Dr john woellner azithromycin


by STEPHEN CHRISTENSEN Last Updated: Jul 24, 2015

author image Stephen Christensen

Stephen Christensen started writing health-related articles in 1976 and his work has appeared in diverse publications including professional journals, “Birds and Blooms” magazine, poetry anthologies and children's books. He received his medical degree from the University of Utah School of Medicine and completed a three-year residency in family medicine at McKay-Dee Hospital Center in Ogden, Utah.

Azithromycin is a “broad-spectrum” antibiotic that is similar to its much older cousin, erythromycin. Azithromycin is effective against a wide array of bacteria, including staphylococcus, streptococcus, haemophilus and chlamydia, so it can be used for treating a variety of conditions, such as strep throat, ear infections, chronic bronchitis, pneumonia, skin infections and some sexually transmitted diseases. Like all broad spectrum antibiotics, azithromycin does not discriminate between pathogenic bacteria and “friendly” bacteria.

Under normal circumstances, your gastrointestinal tract is colonized by billions of microorganisms, collectively called gut flora, which live in a symbiotic relationship with each other and with you. These microbes influence your immune system in ways that help to protect you from infection by pathogenic organisms. When you take antibiotics to fight an infection, many of the bacteria in your gut are killed, too. This results in a major change in the makeup of your gut flora, and diarrhea or a yeast infection is often the end result.

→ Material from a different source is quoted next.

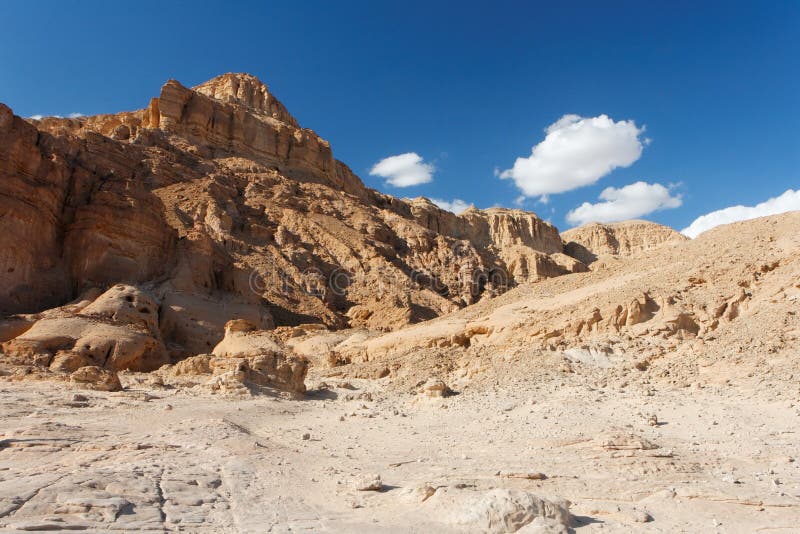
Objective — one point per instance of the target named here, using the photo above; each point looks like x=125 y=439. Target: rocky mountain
x=213 y=204
x=592 y=241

Probiotics are live microorganisms that can confer some health benefits on their host -- in this case, you. Research has shown that probiotics can reduce the severity of several conditions, including infectious diarrhea, inflammatory bowel disease and allergic eczema. According to a 2009 review in “Anaerobe,” probiotic preparations are also useful for preventing and treating diarrhea that is caused by the administration of antibiotics. However, there is limited evidence to show that probiotics help to prevent or treat yeast infections.

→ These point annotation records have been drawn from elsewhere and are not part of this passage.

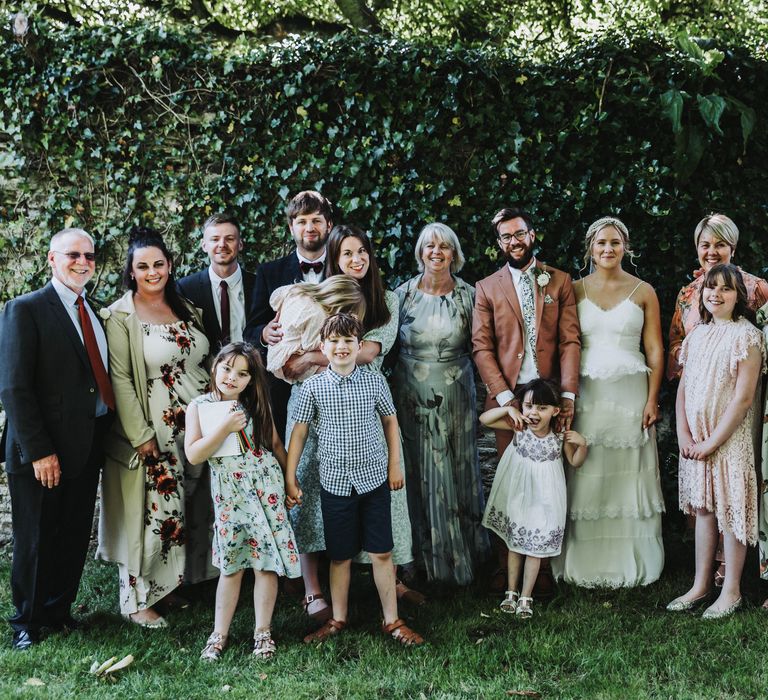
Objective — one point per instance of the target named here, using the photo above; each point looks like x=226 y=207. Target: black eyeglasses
x=72 y=255
x=517 y=235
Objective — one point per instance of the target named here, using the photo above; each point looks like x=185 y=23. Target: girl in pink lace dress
x=722 y=359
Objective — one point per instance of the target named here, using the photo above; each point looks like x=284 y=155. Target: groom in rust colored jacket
x=514 y=341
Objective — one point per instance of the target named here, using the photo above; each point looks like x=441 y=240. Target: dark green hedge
x=104 y=128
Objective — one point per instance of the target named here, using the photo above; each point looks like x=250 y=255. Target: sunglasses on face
x=517 y=235
x=73 y=256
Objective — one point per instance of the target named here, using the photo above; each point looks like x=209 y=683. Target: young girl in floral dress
x=251 y=529
x=527 y=503
x=722 y=359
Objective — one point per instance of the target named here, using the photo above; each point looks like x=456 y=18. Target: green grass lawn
x=583 y=644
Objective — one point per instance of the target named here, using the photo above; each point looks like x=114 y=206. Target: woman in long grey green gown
x=434 y=390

Antibiotics destroy bacteria. Since probiotic preparations contain bacteria, their effectiveness can be reduced or completely abolished if they are taken concurrently with an antibiotic. Hence, the practice of taking your antibiotic capsule with a dollop of yogurt will probably do little to prevent antibiotic-associated diarrhea or recolonize your intestine with probiotic organisms. However, if you take your probiotic at least two hours before or after you take your antibiotic, you should gain the desired benefit from both.

Although probiotics offer promise for alleviating several medical conditions, and they have been shown to prevent or ameliorate antibiotic-associated diarrhea, there is no consensus on which strains and what dosages of probiotics are most effective for a given indication. The universal safety of probiotics has not been established, either. For example, probiotics have not been adequately studied in people whose immune systems are suppressed by disease or medications. If you think probiotics would be helpful for you, talk with a health care professional.